Bayern akzeptierte also die 3 Kreuzer für sich bis Lindau/Romanshorn und notierte unter dem Bruchstrich, sinnbildlich für die Grenze, eine schwarze 3 für 3 fehlende Kreuzer. Die Schweiz, für ihren Pragmatismus auch heute noch bekannt, strich diese erst gar nicht ab bei der Reduktion in die heimische Währung, sondern notierte nur richtig "10" in roter Tinte für 10 Rappen, die ein Laie als alles lesen könnte, nur halt keine 10, aber so schrieb man halt in Romanshorn, als der Brief mit dem Dampfer von Lindau im Bodensee kommend die Poststücke anlandete.

Es ging im Einzeltransit über Frauenfeld (30.11.) nach Ermatingen, wo er noch am selben Tag ankam und kostenpflichtig ausgeliefert wurde.

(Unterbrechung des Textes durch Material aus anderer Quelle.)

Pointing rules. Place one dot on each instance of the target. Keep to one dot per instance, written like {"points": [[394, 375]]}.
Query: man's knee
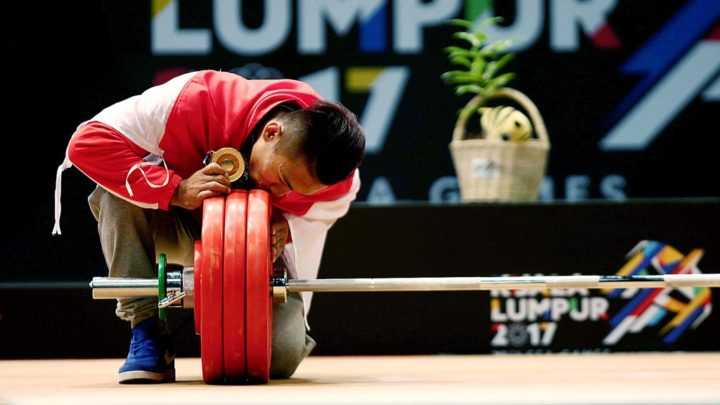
{"points": [[104, 205], [286, 357], [289, 343]]}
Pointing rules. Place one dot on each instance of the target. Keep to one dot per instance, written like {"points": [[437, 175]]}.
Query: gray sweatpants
{"points": [[131, 238]]}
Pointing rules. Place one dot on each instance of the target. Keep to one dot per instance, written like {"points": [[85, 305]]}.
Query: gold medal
{"points": [[231, 160]]}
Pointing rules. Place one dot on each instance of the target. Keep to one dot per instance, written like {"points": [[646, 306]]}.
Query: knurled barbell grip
{"points": [[106, 288]]}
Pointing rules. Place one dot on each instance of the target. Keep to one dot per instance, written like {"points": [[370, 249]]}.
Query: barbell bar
{"points": [[232, 287], [107, 287]]}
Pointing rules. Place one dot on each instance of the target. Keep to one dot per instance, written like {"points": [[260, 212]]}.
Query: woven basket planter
{"points": [[494, 170]]}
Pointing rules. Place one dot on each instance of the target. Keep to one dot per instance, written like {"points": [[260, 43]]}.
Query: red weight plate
{"points": [[196, 277], [234, 286], [211, 294], [259, 299]]}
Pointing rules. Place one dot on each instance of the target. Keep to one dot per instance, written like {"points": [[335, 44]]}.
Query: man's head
{"points": [[307, 150]]}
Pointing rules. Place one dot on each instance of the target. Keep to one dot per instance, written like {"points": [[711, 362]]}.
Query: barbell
{"points": [[232, 287]]}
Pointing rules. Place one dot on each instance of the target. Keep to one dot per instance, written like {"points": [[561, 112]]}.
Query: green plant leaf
{"points": [[478, 65], [504, 61], [461, 23], [461, 60], [468, 88], [466, 36]]}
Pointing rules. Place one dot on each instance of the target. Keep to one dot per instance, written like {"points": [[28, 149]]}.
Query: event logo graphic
{"points": [[532, 320], [676, 65], [686, 308]]}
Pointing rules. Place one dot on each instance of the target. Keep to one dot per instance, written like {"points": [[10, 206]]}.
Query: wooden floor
{"points": [[550, 379]]}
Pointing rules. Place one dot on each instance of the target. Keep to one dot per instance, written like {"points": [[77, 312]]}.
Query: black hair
{"points": [[330, 137]]}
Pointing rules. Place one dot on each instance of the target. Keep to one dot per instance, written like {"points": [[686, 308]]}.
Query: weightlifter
{"points": [[146, 155]]}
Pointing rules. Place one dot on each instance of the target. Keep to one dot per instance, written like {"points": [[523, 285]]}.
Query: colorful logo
{"points": [[677, 309], [676, 64]]}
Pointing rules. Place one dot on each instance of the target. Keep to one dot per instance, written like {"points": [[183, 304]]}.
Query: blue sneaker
{"points": [[151, 358]]}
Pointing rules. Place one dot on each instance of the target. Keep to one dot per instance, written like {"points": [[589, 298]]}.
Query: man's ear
{"points": [[272, 130]]}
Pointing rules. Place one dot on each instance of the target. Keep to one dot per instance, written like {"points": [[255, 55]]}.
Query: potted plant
{"points": [[502, 155]]}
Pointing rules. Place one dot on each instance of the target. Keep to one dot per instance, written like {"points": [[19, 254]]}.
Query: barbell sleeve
{"points": [[106, 287]]}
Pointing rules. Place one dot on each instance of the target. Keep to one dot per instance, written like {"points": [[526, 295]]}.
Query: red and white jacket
{"points": [[140, 149]]}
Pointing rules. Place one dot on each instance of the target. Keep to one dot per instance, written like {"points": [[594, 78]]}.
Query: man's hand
{"points": [[279, 231], [207, 182]]}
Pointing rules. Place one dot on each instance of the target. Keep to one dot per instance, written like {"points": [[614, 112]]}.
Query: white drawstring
{"points": [[66, 164], [150, 160]]}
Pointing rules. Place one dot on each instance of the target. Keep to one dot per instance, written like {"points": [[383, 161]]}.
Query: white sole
{"points": [[140, 376]]}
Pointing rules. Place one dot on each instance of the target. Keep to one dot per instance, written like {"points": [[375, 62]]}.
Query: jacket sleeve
{"points": [[119, 148], [309, 232], [123, 168]]}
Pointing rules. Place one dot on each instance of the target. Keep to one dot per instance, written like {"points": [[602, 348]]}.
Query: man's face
{"points": [[275, 170]]}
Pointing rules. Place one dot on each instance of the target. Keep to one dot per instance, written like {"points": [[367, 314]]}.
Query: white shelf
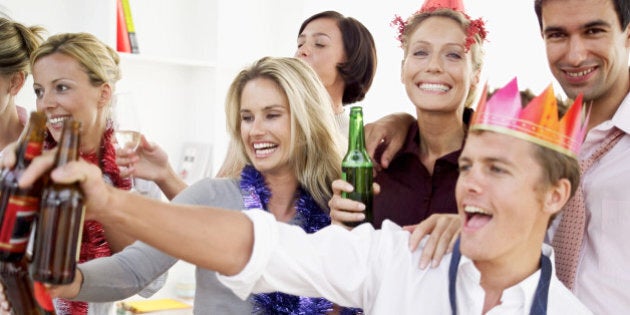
{"points": [[140, 58]]}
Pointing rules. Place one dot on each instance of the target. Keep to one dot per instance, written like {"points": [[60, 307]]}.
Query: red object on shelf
{"points": [[122, 35], [42, 297]]}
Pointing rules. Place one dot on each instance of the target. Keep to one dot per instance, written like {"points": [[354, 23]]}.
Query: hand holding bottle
{"points": [[344, 209]]}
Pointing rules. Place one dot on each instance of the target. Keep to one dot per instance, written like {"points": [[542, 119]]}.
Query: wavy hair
{"points": [[314, 148], [476, 49]]}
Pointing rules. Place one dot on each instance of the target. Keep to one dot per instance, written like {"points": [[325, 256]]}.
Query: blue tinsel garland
{"points": [[312, 218]]}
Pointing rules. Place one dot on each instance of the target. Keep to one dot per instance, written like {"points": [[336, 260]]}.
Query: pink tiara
{"points": [[476, 27], [537, 122]]}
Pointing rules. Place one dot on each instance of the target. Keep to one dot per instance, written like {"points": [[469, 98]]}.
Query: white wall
{"points": [[233, 33], [514, 47]]}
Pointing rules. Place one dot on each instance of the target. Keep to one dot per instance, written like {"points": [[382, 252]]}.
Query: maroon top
{"points": [[409, 194]]}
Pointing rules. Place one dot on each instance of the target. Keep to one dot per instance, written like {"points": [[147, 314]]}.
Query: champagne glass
{"points": [[127, 127]]}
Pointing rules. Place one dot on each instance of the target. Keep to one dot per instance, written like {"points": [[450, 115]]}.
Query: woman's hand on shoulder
{"points": [[443, 230]]}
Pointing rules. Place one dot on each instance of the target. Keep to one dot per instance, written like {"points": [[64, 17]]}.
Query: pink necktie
{"points": [[567, 241]]}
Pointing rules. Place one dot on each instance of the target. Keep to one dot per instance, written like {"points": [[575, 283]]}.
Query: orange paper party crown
{"points": [[537, 122]]}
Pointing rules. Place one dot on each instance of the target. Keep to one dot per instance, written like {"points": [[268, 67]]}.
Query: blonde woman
{"points": [[74, 76], [17, 41], [279, 114]]}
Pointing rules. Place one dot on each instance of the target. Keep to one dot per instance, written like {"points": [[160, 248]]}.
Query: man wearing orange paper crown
{"points": [[518, 169]]}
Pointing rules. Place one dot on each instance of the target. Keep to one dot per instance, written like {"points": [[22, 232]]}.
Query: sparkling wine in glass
{"points": [[127, 124]]}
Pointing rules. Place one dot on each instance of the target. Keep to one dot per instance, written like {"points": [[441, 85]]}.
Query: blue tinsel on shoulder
{"points": [[312, 218]]}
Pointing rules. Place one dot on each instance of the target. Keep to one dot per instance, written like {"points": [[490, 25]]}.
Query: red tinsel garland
{"points": [[93, 242]]}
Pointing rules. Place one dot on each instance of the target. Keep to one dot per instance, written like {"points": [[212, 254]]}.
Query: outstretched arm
{"points": [[193, 233]]}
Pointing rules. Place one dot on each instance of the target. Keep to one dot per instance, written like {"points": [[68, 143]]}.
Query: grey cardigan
{"points": [[129, 271]]}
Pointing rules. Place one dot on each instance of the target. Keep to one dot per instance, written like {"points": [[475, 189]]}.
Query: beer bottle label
{"points": [[33, 149], [16, 224]]}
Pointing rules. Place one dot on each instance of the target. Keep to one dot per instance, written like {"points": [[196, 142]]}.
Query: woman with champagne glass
{"points": [[342, 52], [281, 118], [74, 76]]}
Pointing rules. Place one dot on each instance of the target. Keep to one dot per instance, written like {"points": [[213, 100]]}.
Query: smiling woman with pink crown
{"points": [[518, 168], [442, 61]]}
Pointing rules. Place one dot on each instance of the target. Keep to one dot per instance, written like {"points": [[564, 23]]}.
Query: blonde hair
{"points": [[315, 149], [17, 42], [476, 49], [100, 62]]}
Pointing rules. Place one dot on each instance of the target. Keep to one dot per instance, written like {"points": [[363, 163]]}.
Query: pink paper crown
{"points": [[476, 27], [537, 122]]}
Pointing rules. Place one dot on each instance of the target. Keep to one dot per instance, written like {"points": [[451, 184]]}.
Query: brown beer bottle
{"points": [[60, 221], [19, 290], [18, 206]]}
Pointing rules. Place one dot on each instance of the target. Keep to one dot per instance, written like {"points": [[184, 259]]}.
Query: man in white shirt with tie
{"points": [[516, 174], [588, 43]]}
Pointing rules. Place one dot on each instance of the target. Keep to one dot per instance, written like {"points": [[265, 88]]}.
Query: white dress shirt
{"points": [[602, 275], [374, 270]]}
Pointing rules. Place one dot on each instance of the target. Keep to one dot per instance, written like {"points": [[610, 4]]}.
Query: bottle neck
{"points": [[69, 144], [356, 137]]}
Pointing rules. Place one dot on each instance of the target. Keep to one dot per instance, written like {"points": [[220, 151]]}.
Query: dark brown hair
{"points": [[360, 67]]}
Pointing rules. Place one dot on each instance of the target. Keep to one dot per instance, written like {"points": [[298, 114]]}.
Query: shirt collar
{"points": [[521, 293], [621, 118]]}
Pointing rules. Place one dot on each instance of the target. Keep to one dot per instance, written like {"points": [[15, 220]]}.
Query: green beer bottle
{"points": [[356, 167]]}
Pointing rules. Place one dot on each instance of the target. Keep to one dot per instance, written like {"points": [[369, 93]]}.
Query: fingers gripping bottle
{"points": [[356, 167], [19, 206]]}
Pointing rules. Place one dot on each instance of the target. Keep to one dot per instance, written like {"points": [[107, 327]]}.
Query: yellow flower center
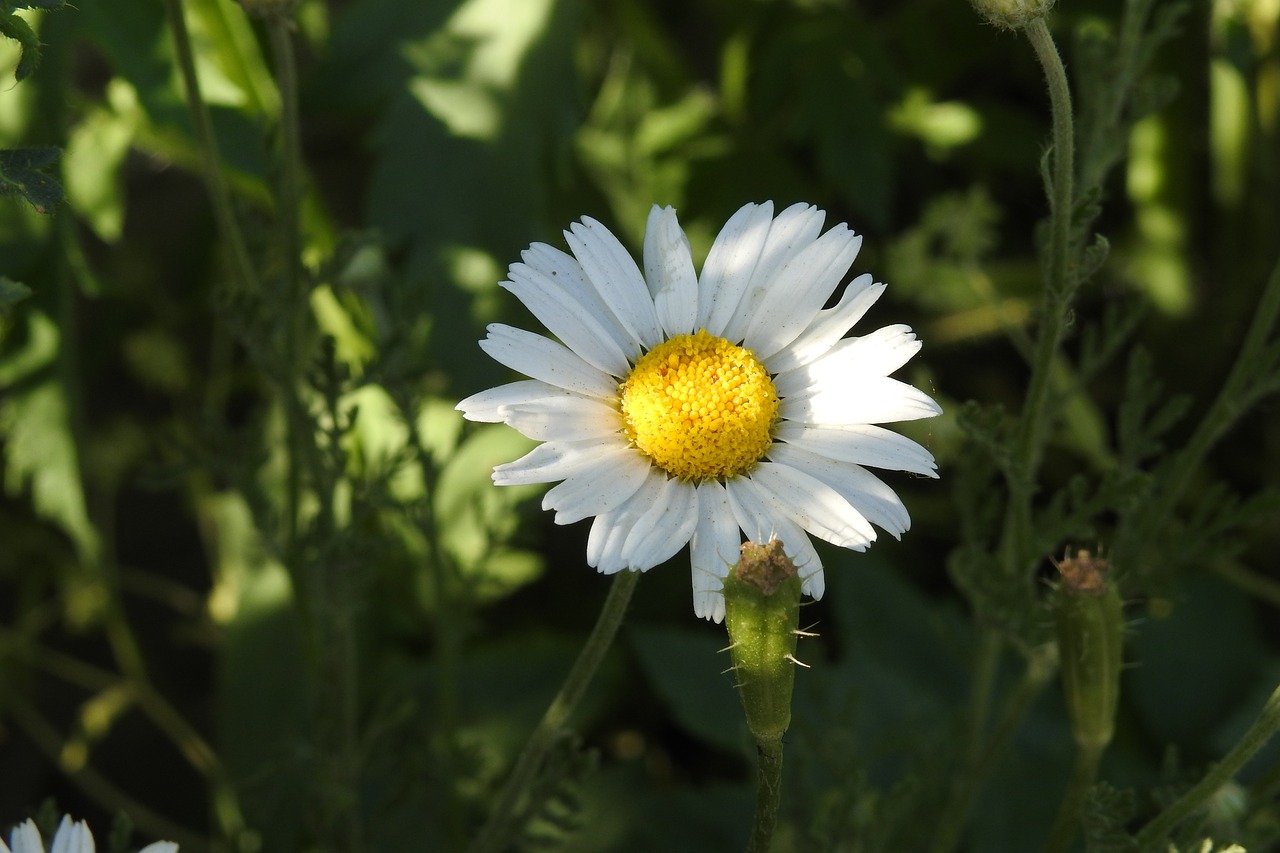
{"points": [[700, 407]]}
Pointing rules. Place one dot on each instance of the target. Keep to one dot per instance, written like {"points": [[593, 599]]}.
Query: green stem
{"points": [[1229, 405], [1066, 825], [1251, 582], [986, 751], [242, 269], [511, 807], [449, 619], [1153, 834], [768, 794], [278, 27], [97, 787], [1055, 304]]}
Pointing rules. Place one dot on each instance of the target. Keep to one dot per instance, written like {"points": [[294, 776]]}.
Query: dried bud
{"points": [[1011, 14], [762, 614], [1089, 620]]}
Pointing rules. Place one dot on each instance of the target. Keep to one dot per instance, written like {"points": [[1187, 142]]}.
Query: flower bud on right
{"points": [[1089, 620], [1011, 14]]}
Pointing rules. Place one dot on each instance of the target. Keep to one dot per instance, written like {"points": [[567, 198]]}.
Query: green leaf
{"points": [[40, 452], [21, 174], [48, 5], [10, 293], [21, 31]]}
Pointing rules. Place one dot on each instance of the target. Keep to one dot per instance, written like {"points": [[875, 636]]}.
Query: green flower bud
{"points": [[1011, 14], [762, 614], [1089, 620]]}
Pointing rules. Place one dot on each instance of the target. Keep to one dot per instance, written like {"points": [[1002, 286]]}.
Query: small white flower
{"points": [[69, 838], [680, 410]]}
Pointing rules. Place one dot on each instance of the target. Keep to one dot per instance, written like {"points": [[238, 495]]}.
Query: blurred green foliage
{"points": [[257, 591]]}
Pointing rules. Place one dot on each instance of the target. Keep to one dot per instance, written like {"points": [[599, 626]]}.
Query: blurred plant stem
{"points": [[447, 620], [1054, 309], [100, 789], [506, 819], [288, 201], [768, 794], [1028, 442], [334, 591], [986, 751], [1244, 386], [1153, 835], [241, 265]]}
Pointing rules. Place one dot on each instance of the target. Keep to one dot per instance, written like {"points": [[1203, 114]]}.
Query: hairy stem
{"points": [[1066, 825], [768, 794]]}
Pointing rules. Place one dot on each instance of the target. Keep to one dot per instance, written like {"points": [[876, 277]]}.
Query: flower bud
{"points": [[1011, 14], [762, 614], [1089, 620]]}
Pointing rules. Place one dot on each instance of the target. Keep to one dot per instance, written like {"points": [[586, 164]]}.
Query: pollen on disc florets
{"points": [[699, 406]]}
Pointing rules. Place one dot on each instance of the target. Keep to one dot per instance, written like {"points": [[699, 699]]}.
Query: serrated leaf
{"points": [[48, 5], [1106, 812], [1147, 413], [12, 292], [21, 31], [19, 173]]}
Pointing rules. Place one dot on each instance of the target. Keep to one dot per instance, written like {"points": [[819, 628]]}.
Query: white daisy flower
{"points": [[69, 838], [679, 409]]}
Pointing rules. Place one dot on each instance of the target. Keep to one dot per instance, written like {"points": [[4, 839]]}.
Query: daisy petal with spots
{"points": [[681, 409]]}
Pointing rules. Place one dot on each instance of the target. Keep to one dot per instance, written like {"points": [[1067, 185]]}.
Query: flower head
{"points": [[679, 409], [72, 836]]}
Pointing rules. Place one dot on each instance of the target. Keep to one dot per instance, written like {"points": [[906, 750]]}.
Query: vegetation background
{"points": [[256, 589]]}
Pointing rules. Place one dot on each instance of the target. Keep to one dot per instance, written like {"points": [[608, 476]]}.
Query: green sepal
{"points": [[1091, 644], [762, 629], [21, 31]]}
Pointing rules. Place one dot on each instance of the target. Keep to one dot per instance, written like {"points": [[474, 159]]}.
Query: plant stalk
{"points": [[504, 820]]}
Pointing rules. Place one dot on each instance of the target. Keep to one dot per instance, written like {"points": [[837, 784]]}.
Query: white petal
{"points": [[730, 265], [713, 550], [568, 418], [557, 292], [26, 838], [798, 291], [830, 325], [615, 274], [664, 528], [668, 269], [876, 400], [489, 405], [818, 507], [547, 360], [72, 838], [597, 488], [554, 461], [873, 355], [860, 445], [863, 489], [609, 530], [763, 521], [790, 235]]}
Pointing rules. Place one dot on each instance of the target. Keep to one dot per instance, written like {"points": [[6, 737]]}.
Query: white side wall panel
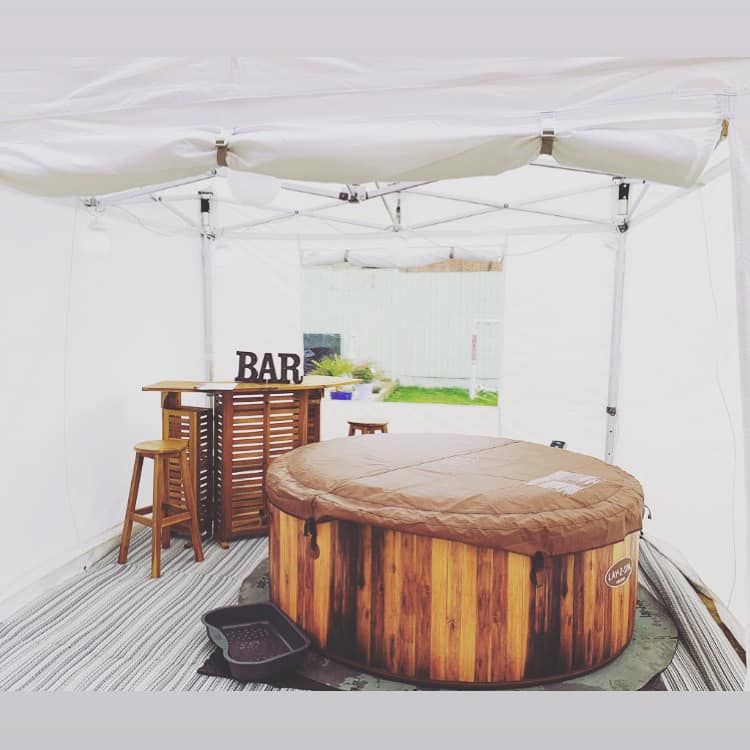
{"points": [[680, 423], [557, 332], [87, 321]]}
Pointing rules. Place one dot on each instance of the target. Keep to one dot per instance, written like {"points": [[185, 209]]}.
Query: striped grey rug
{"points": [[113, 628], [705, 659]]}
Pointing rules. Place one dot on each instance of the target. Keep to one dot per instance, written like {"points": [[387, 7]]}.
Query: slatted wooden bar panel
{"points": [[436, 611], [193, 424], [252, 428]]}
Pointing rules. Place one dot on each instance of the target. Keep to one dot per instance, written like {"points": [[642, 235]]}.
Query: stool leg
{"points": [[195, 534], [156, 516], [127, 527], [166, 532]]}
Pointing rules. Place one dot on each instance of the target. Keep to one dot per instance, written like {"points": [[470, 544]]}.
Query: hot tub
{"points": [[453, 559]]}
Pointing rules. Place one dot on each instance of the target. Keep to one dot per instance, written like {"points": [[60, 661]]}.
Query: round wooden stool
{"points": [[161, 519], [369, 427]]}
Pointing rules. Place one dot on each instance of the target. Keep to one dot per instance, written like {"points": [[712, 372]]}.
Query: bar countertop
{"points": [[309, 382]]}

Oft taucht bei dergleichen Briefen die Frage auf, warum man nicht über württembergisches und badische Gebiet leiten wollte - die Antwort ist die, dass Bayern (wie jede andere Postverwaltung auch) Auslandsbriefe schnell los werden wollte und schneller, als über den Bodensee, ging es nicht. Darüber hinaus kenne ich einige Beschwerden von Reisenden um diese Zeit, die die Reise um den nördlichen Bodensee (deutscher Teil) als sehr beschwerlich ansahen, die Reise um die Schweizerstrecke aber als bekömmlich einschätzten. Aber das wird im Denken von Postverwaltungen keine Priorität genossen haben ...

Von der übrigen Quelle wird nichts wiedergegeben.